Siddikov also collaborated with ceramic artist Abdulvahid Bukhoriy, on the richly immersive Blue Room in the Gavkushon Madrasa. Drawing on ancient healing rituals in which fish become a vessel for absorbing human illness and frailties, it occupies the madrasa’s former prayer room and proved an instant draw for art aficionados and local people alike. Composed of Bukhoriy’s handcrafted blue wall and floor tiles featuring Uzbek textile motifs such as fish and flowing water, into which Siddikov’s exquisite brass-and-copper chandelier sculpture is suspended from above. It feels like entering a multi-sensory aquarium.

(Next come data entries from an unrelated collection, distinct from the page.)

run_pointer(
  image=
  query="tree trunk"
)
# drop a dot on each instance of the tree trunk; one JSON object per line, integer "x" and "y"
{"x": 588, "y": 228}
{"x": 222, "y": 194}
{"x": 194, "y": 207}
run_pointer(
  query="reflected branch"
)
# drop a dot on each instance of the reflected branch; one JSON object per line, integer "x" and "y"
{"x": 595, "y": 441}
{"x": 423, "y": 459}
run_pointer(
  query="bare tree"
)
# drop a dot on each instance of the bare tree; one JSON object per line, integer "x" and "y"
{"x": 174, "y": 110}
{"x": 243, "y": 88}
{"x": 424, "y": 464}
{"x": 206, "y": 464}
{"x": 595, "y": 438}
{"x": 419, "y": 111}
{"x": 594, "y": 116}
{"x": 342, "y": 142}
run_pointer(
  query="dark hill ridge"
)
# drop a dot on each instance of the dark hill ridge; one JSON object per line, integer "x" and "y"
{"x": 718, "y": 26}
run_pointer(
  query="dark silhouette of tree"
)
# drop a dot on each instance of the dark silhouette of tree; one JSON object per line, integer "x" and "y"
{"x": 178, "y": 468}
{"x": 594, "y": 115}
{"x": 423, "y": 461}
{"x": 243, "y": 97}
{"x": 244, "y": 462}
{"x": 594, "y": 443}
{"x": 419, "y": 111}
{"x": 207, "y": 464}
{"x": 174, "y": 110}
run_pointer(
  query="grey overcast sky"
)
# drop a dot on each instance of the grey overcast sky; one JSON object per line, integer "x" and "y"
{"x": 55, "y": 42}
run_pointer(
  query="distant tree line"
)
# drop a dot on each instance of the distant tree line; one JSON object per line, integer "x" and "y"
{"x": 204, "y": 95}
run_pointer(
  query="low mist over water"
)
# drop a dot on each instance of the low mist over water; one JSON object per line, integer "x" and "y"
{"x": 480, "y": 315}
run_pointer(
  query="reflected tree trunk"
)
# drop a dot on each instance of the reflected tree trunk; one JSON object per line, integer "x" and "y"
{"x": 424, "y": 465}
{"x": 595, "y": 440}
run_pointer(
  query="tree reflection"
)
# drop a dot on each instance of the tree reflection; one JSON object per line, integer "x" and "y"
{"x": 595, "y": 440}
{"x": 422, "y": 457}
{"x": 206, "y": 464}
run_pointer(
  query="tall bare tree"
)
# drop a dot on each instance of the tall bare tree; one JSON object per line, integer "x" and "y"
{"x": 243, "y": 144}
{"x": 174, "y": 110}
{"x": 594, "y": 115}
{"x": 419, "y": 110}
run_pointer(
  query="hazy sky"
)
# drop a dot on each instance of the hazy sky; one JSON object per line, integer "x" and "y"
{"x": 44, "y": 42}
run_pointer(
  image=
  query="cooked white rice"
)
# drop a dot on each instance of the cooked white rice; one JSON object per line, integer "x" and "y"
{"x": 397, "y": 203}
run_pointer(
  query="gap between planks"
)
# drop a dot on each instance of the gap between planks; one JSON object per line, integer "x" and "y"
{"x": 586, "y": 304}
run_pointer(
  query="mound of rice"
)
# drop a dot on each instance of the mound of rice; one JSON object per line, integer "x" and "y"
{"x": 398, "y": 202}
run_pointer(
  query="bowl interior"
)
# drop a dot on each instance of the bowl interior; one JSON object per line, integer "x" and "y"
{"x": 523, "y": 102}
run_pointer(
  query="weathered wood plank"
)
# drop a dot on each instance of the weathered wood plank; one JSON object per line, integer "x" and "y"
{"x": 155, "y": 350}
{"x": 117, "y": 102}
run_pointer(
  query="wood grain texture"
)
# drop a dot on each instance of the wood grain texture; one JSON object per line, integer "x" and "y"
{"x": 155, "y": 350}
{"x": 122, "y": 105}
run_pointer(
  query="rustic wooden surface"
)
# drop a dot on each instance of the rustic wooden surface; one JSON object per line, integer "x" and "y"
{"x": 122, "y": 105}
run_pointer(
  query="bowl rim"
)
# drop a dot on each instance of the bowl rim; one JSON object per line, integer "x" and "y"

Photography by Felix Odell. Image courtesy of the Uzbekistan Art and Culture Development Foundation
The scale of some of the artworks in the biennial is impressive, perhaps most notably in the ruins of the Khoja Kalon mosque where Antony Gormley worked with Bukharian restorer Temur Jumaev and his team of brick-makers to create CLOSE. A collective endeavour comprising thousands of sculptural mud bricks arranged to form a labyrinth (or temple, I felt) of bodies, it was quickly dubbed “the graveyard” by locals. Walking through and around it is like moving through shadows, stepping over slumbering forms fashioned from a timeless material that could date from centuries ago – or just last week. A few days later I saw a drone view of the whole assemblage and wish that had been more widely available to visitors, as it provided a stunning and very different perspective on one of the biennial’s undisputed highlights.
The sense of collectivity and the value of organic materials engendered in CLOSE are also central to the powerfully participatory Mur-Mur, tucked away in a corner of the Caravanserai. Here, a collaboration between artist David Soin Tappeser, the late legendary ceramicist Kubaro Babaeva and her students, and sound artist Boris Shershenkov has produced a work of great charm and impact. Piled on the floor are hundreds of handcrafted clay whistles or hushtaks, a traditional child’s toy that takes the form of a bird or fantastical creature and was used to usher out winter and ward off evil spirits. Visitors are invited to take one and play it at a collective microphone, where it is recorded and added to an evolving collective soundscape running through the course of the biennial. They are then encouraged to take their whistle home, thereby incorporating it into their lives. One of my enduring memories of my time at the biennial is the sound of children and adults alike piping and whistling their way home – a neat expression of art on the move.
So it is that Bukhara’s first biennial articulates the open movement of people and ideas, delivering what Campbell has called “an event where everyone has a place at the table”. From what could so easily have been an Orientalist pageant has sprung something altogether more innovative and valuable, disarming in its authenticity, honesty and thoughtfulness. Not only is it helping Bukhara – and Uzbekistan more widely – navigate a new identity and role in the sphere of contemporary art, but it is also fuelling synergies and long-overdue parities between creators of art and craft. Dare we hope that biennials may never be the same again?